Ismael Bangoura

Personal information
- Date of birth: 17 February 1985 (age 40)
- Place of birth: Guinea
- Position: Striker

Senior career*
- Years: Team / Apps / (Gls)
- 0000–2007: AS Douanes
- 2007–2008: CA Bizertin
- 2008–2009: Asswehly SC
- 2009–2011: Erbil SC
- 2011–2014: Team BJMC
- 2014–2017: Mohammedan SC
- 2017: Rahmatganj MFS
- 2017–2018: Team BJMC
- 2019: NoFeL SC
- 2020: Muktijoddha Sangsad

= Ismael Bangoura (footballer, born 1985) =

Guinean footballer (born 1985)

Ismael Bangoura (born 17 February 1985) is a Guinean former footballer who played as a striker.

==Early life==

Bangoura was born in 1985 in Guinea.

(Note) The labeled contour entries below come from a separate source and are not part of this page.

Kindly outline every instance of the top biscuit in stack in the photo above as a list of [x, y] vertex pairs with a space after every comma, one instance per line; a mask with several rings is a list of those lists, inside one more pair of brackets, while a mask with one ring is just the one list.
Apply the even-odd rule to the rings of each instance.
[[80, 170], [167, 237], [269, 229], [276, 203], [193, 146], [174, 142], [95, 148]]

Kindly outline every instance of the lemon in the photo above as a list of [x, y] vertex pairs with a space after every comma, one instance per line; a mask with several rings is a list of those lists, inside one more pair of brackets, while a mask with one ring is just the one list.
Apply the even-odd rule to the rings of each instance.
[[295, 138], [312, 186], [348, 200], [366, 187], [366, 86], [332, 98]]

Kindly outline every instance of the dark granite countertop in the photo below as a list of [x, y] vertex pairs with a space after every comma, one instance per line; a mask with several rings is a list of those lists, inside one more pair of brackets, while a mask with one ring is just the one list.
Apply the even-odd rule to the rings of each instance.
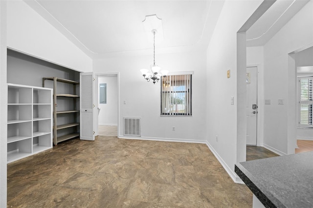
[[266, 207], [313, 207], [313, 151], [240, 163], [235, 172]]

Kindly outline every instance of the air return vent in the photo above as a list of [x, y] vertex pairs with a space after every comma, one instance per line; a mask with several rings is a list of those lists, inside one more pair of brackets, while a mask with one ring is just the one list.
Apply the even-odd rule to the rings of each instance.
[[140, 136], [140, 118], [124, 118], [124, 135]]

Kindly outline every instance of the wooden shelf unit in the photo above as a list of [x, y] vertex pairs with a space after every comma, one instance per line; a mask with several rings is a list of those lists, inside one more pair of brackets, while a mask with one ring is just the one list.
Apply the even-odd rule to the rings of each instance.
[[[79, 96], [76, 93], [76, 85], [79, 84], [79, 83], [57, 77], [45, 77], [43, 78], [43, 86], [44, 87], [45, 86], [45, 81], [46, 80], [52, 81], [53, 82], [53, 145], [56, 146], [60, 142], [79, 137], [79, 118], [78, 117], [79, 110], [76, 109], [79, 108], [79, 107], [77, 106], [78, 103], [76, 99], [79, 98]], [[58, 91], [59, 88], [57, 88], [58, 83], [72, 85], [72, 94], [59, 93]], [[62, 110], [58, 110], [58, 107], [59, 107], [59, 109], [60, 109], [60, 107], [62, 107], [58, 105], [58, 100], [61, 99], [62, 98], [63, 99], [68, 98], [68, 99], [70, 100], [72, 100], [73, 104], [71, 109], [66, 109], [66, 110], [64, 110], [64, 109]], [[74, 120], [74, 122], [67, 124], [58, 124], [58, 116], [59, 117], [61, 116], [67, 117], [69, 120]], [[72, 127], [72, 129], [68, 128], [70, 127]], [[66, 135], [58, 135], [58, 130], [66, 129], [67, 129]]]
[[52, 147], [52, 90], [8, 83], [7, 90], [9, 163]]

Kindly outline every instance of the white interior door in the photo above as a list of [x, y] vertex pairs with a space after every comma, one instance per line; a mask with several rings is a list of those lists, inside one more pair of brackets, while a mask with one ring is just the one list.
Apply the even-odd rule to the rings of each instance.
[[246, 144], [256, 145], [257, 68], [246, 68]]
[[93, 73], [80, 73], [80, 139], [94, 140]]

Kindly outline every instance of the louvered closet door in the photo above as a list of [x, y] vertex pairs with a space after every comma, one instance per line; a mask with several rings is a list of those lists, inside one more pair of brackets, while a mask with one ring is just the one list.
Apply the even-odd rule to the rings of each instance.
[[80, 139], [94, 140], [93, 73], [80, 73]]

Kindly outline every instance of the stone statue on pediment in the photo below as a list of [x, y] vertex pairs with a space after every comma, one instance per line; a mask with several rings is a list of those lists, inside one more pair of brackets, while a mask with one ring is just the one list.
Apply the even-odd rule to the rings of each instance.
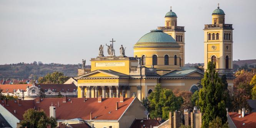
[[126, 47], [125, 48], [124, 48], [123, 47], [123, 45], [121, 45], [121, 47], [120, 48], [120, 54], [121, 54], [121, 56], [125, 56], [125, 49], [126, 49]]
[[99, 52], [99, 56], [100, 57], [104, 57], [104, 55], [103, 53], [103, 48], [104, 47], [104, 46], [103, 45], [103, 47], [102, 47], [102, 45], [100, 45], [100, 48], [99, 48], [99, 50], [100, 50], [100, 52]]
[[82, 60], [82, 69], [85, 69], [85, 60], [83, 60], [83, 59]]

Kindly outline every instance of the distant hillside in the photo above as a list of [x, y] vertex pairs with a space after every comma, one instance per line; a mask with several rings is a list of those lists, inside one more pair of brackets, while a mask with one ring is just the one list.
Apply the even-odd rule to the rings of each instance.
[[[251, 67], [256, 67], [256, 59], [254, 60], [240, 60], [233, 61], [233, 68], [234, 71], [236, 71], [238, 68], [244, 66], [245, 64], [247, 64], [248, 66]], [[185, 66], [199, 66], [204, 65], [204, 63], [186, 63], [185, 64]], [[251, 66], [250, 66], [250, 65]]]
[[[37, 62], [25, 63], [20, 63], [10, 65], [0, 65], [0, 78], [37, 79], [39, 77], [44, 76], [48, 73], [58, 71], [63, 73], [64, 75], [70, 77], [77, 75], [78, 65], [63, 65], [51, 63], [43, 64]], [[86, 68], [90, 68], [90, 65], [86, 65]]]

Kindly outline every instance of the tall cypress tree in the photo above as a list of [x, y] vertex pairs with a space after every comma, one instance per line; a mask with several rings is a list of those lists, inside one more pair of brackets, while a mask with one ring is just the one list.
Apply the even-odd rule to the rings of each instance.
[[215, 63], [208, 63], [207, 70], [202, 79], [203, 88], [199, 92], [199, 101], [203, 116], [202, 128], [208, 128], [210, 122], [217, 116], [223, 124], [227, 121], [227, 112], [223, 100], [224, 84], [215, 70]]

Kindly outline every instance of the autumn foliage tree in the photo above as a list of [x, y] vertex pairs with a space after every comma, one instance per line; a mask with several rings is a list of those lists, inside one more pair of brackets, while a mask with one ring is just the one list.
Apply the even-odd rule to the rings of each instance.
[[169, 119], [169, 111], [178, 110], [183, 103], [181, 97], [176, 97], [172, 91], [161, 88], [160, 84], [155, 86], [154, 92], [148, 96], [150, 101], [150, 117], [162, 117], [165, 120]]
[[62, 84], [69, 79], [68, 76], [64, 76], [62, 72], [54, 72], [43, 77], [40, 77], [38, 80], [39, 84]]
[[188, 109], [189, 110], [192, 110], [194, 107], [190, 99], [192, 98], [192, 93], [187, 90], [181, 91], [178, 89], [175, 88], [173, 90], [173, 93], [176, 97], [181, 97], [183, 99], [184, 102], [180, 106], [181, 110], [184, 109]]
[[199, 101], [202, 112], [202, 128], [208, 128], [210, 122], [216, 118], [220, 118], [223, 124], [227, 120], [225, 102], [223, 100], [224, 85], [221, 80], [216, 72], [215, 63], [208, 63], [207, 69], [202, 79], [203, 88], [199, 91]]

He has an older brother.

==Career==

Bangoura was the top scorer of the 2012 Bangladesh Football Premier League with seventeen goals. In 2014, he signed for Bangladeshi side Mohammedan SC. He captained the club. He was regarded as one of the most significant foreign players to have played in Bangladesh.

==Personal life==

Bangoura has been married. He can speak the Bengali language.